OBJECTIVES: To study the differences between rheumatoid arthritis (RA)-interstitial lung disease (ILD) patients and RA patients without ILD in severity markers and disease activity and to identify factors associated with the presence of ILD in RA patients. PATIENTS AND METHODS: Patients: RA-ILD patients selected from a multicentre cohort in Andalusia, Spain. CONTROLS: RA-patients without ILD paired by sex, age and disease duration. PROTOCOL: RA patients are reviewed every 3-6months in rheumatology consultation. All patients are reviewed according to a predetermined protocol with systematic data collection. OUTCOMES: description of ILD type, differences in severity markers and disease activity in both groups. Other variables: ILD type by imaging technique (HRCT): nonspecific interstitial pneumonia (NSIP)/usual interstitial pneumonia (UIP). Lung function by PTF. Activity and severity markers of arthritis by DAS28-ESR, HAQ, RF, ACPA and erosions. Treatment with DMARD. STATISTICAL ANALYSIS: descriptive and paired T-test or Chi-square test followed by binary logistic regression (DV: ILD in patients with RA). RESULTS: Eighty-two patients were included, 41 RA-ILD and 41 RA controls. RF and ACPA positivity, serositis and osteoporosis were more frequent in RA-ILD patients. No significant differences in DAS28 were observed (P=.145) between RA-ILD and RA control patients.
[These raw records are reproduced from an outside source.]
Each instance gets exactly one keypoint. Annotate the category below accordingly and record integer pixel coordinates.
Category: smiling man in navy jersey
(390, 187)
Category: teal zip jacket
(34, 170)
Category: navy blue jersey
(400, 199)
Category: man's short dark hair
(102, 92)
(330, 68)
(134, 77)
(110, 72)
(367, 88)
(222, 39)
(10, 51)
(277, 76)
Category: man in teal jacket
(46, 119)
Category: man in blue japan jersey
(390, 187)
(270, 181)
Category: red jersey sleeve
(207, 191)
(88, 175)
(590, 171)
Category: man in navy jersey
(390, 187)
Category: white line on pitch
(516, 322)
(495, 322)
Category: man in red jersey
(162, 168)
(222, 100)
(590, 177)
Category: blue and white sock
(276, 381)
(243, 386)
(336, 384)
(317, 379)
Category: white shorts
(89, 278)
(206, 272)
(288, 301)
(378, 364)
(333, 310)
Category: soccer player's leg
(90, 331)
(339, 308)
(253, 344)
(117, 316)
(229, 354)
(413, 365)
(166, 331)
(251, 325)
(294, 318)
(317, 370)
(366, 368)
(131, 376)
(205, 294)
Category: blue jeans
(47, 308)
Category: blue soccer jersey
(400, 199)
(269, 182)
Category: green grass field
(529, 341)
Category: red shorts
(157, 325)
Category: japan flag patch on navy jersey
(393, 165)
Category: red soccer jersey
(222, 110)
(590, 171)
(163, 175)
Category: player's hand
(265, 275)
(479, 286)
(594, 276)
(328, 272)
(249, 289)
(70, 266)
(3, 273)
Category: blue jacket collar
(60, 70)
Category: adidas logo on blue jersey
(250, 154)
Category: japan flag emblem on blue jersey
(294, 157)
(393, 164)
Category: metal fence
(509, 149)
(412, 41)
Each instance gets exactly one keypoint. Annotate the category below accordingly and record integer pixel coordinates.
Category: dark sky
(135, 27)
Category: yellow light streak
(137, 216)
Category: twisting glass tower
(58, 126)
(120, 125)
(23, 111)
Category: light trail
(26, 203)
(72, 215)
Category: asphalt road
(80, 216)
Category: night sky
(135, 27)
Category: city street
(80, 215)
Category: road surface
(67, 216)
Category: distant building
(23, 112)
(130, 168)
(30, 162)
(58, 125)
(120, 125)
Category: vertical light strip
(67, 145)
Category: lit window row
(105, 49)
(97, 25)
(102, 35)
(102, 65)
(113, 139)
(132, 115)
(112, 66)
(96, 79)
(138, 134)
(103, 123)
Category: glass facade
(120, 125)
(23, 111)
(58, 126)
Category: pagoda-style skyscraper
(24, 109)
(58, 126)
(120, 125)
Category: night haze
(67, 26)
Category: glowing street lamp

RA-ILD patients presented worse HAQ scores (P=.006). All patients were treated with disease modifying antirheumatic drugs (DMARDs). The risk of developing ILD in RA patients is tripled by a history of smoking or the presence of erosive arthritis (R2=.36). CONCLUSIONS: The results of our study support the higher frequency of UIP and NSIP in RA patients. DLCO is the most sensitive parameter to detect ILD in RA patients. Our study showed that ILD in RA patients was associated with RA severity (presence of erosions and ACPA) and with a history of smoking.